Gareth Vaughan, sitting in for Bernard Hickey, details the key news overnight in 90 seconds at 9 am in association with Bank of New Zealand including news that Cabinet is today expected to approve legislation aimed at fast tracking reconstruction work in Canterbury after the big September 4 earthquake.
Ministers will brief cabinet colleagues on implications for their portfolios of the earthquake. Earthquake Recovery Minister Gerry Brownlee says cabinet will then consider temporary emergency legislation to help clear the way for reconstruction work. Vital reconstruction needed, according to Brownlee, includes repairing the sewage system. Parliament is expected to sit under urgency tomorrow to consider the legislation.

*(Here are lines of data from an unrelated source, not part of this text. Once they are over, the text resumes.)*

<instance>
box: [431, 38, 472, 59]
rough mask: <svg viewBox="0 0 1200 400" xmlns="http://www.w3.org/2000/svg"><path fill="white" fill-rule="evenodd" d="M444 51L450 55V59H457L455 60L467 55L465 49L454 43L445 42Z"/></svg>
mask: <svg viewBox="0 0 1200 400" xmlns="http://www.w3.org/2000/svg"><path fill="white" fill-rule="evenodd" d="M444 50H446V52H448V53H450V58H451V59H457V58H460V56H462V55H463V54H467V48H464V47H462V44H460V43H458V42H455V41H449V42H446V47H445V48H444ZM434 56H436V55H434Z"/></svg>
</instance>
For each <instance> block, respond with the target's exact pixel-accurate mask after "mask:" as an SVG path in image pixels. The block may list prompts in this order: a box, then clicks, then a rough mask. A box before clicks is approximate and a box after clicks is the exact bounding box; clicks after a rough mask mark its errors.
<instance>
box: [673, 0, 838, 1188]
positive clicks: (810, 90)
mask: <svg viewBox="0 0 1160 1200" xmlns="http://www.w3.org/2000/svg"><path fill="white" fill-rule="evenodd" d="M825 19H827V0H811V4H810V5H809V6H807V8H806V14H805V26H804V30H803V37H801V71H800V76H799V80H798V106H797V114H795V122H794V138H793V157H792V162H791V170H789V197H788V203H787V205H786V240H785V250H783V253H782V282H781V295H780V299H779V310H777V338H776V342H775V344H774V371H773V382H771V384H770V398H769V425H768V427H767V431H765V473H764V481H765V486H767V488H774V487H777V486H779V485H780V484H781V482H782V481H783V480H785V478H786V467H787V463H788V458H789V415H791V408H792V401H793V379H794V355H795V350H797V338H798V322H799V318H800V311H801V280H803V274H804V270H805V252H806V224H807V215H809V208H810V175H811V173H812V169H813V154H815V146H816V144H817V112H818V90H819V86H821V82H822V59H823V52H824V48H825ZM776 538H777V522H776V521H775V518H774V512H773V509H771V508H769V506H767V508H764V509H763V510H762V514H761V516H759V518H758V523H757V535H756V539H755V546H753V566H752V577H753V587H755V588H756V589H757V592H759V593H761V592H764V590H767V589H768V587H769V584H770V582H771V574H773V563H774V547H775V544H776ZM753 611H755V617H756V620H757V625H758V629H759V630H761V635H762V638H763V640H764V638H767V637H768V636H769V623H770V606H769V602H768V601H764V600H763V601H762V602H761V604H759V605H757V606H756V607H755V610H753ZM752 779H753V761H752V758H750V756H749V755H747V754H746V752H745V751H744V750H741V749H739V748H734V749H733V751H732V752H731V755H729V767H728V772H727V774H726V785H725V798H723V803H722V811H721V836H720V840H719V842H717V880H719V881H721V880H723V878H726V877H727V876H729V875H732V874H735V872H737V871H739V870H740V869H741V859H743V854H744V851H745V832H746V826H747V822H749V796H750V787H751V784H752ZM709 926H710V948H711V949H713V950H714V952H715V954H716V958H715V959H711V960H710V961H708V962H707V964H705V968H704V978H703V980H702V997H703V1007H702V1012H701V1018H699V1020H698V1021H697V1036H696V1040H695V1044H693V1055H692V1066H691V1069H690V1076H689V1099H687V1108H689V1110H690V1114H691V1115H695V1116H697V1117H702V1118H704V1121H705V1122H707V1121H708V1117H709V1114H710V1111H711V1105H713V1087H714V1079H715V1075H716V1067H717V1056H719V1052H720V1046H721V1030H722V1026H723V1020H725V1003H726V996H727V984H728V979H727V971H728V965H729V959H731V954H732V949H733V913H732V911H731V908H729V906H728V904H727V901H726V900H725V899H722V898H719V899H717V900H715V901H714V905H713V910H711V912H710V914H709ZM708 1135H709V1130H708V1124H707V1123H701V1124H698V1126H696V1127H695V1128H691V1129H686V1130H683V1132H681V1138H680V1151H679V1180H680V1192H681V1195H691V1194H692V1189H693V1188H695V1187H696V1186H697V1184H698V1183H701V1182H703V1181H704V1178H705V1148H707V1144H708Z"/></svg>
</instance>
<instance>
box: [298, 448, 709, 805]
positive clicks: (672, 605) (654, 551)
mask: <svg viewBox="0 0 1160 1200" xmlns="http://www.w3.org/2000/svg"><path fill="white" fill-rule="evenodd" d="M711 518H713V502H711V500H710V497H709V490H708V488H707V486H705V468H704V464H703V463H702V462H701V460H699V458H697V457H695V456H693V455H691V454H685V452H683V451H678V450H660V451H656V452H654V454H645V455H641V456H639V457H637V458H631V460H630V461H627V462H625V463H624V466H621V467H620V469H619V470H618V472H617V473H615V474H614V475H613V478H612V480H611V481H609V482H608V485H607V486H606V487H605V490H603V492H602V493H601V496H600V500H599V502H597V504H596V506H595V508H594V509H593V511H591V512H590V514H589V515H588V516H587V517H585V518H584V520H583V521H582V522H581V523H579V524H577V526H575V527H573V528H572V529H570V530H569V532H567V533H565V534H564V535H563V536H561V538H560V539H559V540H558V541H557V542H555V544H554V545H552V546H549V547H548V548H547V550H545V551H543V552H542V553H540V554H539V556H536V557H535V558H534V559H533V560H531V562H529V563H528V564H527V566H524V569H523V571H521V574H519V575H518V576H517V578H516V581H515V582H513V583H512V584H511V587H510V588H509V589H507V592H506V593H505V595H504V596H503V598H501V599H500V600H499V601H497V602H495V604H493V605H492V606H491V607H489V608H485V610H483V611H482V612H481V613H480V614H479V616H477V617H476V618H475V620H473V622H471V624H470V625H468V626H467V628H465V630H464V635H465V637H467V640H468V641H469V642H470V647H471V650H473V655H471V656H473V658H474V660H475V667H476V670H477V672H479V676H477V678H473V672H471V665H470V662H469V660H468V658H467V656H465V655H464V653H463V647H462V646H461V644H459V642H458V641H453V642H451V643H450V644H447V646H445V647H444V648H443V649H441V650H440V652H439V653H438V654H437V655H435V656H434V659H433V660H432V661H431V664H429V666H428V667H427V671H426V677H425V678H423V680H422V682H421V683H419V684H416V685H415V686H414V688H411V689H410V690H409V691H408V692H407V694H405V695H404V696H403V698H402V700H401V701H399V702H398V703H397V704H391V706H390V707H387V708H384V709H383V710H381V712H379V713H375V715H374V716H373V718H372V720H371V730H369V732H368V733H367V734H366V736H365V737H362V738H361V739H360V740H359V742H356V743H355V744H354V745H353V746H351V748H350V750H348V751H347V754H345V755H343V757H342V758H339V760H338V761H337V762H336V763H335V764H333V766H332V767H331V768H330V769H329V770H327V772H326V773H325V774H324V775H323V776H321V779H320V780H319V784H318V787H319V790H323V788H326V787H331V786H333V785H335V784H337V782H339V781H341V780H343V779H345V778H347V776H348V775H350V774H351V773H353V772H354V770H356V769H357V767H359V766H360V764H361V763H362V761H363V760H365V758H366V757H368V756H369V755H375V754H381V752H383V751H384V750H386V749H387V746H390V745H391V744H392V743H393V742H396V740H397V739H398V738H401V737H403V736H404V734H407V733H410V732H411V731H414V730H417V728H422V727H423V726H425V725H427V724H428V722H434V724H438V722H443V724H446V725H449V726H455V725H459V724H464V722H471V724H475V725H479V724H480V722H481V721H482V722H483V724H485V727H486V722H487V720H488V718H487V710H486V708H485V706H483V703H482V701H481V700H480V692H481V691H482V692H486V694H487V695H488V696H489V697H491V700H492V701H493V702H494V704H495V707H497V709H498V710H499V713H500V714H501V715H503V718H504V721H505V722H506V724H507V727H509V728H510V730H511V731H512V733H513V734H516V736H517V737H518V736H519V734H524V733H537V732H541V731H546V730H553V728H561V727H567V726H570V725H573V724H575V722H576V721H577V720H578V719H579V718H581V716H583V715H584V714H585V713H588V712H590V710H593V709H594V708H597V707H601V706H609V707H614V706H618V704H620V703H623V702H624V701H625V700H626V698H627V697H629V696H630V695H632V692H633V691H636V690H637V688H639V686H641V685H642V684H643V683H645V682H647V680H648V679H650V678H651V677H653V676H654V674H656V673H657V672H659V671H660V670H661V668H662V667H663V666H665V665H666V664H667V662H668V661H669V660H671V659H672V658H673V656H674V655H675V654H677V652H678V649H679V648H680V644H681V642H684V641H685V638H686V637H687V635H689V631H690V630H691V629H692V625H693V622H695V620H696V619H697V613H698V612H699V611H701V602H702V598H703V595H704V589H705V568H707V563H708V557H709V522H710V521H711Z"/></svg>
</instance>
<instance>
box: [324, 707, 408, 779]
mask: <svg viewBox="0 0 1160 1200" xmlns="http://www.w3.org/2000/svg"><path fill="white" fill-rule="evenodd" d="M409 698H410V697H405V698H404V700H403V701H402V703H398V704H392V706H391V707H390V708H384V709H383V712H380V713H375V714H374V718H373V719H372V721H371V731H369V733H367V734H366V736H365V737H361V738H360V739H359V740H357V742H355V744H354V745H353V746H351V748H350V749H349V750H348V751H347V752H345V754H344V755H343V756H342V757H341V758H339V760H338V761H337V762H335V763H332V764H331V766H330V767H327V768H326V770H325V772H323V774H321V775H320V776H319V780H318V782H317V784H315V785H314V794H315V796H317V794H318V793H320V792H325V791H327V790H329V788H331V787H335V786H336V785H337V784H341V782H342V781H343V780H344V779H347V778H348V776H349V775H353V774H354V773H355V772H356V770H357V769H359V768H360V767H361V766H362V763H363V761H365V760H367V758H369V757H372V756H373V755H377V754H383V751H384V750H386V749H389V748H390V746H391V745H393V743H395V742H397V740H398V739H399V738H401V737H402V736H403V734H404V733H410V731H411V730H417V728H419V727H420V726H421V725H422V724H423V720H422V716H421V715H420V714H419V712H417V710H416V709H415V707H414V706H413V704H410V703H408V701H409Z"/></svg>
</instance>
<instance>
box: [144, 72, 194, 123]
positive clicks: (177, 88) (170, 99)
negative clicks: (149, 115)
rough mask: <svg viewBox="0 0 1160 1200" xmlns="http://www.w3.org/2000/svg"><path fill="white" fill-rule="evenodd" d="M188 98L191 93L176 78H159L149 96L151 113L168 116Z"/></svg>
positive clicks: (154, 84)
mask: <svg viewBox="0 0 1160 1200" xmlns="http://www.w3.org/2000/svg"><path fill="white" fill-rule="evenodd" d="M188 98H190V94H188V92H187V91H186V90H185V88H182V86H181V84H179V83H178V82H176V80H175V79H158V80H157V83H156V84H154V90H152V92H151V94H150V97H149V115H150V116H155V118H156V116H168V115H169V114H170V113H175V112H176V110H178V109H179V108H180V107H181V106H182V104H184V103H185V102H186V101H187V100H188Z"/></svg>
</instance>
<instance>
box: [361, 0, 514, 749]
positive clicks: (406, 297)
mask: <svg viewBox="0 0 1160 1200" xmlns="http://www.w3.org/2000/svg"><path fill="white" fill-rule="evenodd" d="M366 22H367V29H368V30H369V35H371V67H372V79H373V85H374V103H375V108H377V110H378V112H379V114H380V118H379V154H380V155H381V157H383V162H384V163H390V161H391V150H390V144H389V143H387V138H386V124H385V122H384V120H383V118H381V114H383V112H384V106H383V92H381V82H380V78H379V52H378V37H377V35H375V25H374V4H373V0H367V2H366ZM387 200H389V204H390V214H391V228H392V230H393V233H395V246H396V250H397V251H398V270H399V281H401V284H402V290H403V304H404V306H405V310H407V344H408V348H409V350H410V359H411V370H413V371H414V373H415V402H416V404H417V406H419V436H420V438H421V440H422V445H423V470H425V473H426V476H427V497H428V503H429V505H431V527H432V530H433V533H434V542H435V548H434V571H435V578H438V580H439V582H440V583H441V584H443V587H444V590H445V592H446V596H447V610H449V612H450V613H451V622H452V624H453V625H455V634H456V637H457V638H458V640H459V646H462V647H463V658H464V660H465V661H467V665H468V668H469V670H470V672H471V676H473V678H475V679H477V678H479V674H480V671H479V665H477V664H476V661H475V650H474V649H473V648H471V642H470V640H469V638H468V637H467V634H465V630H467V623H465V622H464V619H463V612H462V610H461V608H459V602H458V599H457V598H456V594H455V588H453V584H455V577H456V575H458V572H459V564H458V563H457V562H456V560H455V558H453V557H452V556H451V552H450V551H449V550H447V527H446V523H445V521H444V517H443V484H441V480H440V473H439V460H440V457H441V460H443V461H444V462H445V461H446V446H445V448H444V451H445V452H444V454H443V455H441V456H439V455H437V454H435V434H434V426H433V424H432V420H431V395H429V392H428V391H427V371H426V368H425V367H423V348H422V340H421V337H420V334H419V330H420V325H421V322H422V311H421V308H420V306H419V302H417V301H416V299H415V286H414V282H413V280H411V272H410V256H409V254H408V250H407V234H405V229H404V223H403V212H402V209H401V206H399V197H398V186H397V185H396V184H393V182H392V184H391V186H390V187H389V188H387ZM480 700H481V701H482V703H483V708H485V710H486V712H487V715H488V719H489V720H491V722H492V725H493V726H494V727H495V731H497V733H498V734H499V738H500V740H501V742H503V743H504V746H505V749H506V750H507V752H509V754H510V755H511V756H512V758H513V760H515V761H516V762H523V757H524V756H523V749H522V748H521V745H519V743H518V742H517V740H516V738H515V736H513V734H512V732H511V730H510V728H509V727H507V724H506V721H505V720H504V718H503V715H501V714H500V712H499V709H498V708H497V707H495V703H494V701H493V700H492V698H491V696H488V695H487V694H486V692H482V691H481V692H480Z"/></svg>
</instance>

The Basel Committee on Banking Supervision decided over the weekend to introduce new rules and ratios described as the strictest since countries teamed up to regulate the global banking system in 1974. The regulators from 27 nations, including Australia, have decided banks must double their capital requirements over the next eight years as the new rules are introduced following the Global Financial Crisis.
Lenders will be forced to have common equity equal to at least 4.5% of assets, weighted according to their risk. Regulators will introduce an additional capital buffer of 2.5% to withstand future stress. Banks that fail to meet the second buffer won’t be allowed to pay dividends, although they won’t be forced to raise cash.
Critics have raised concerns the new rules will force up borrowing costs for customers and curb lending just as the global economic recovery is struggling to get going.
The Reserve Bank of New Zealand isn't a member of the Basel Committee but is being kept in the loop on developments by the likes of the Australian Prudential Regulation Authority, the Executives' Meeting of East Asia-Pacific Central Banks, or EMEAP, which is a cooperative organisation of central banks and monetary authorities, and the Basel consultative group of smaller countries which the Reserve Bank is a member of.
The Reserve Bank says it will consider all aspects of the global regulatory discussion and will look to change standards where doing so is appropriate for the New Zealand financial system.
Meanwhile, a group of Hanover Finance debenture investors is considering mounting a legal challenge to last December’s deal that saw Allied Farmers swap its shares for their debentures, The Sunday Star-Times reports.
The investors have hired Auckland barrister Tim Rainey to evaluate legal options, and to investigate whether any misrepresentation occurred, both in the prospectus presented to Hanover debentureholders, and in statements made on investor roadshows.
Hanover's loan and property book was valued at NZ$396.2 million in December’s deal and is now valued at just NZ$94.3 million.
The deal saw some 16,400 Hanover Group investors issued 1.9 billion Allied Farmers shares valued at 20.7 cents each. Allied Farmers shares closed at just 3.4 cents on Friday.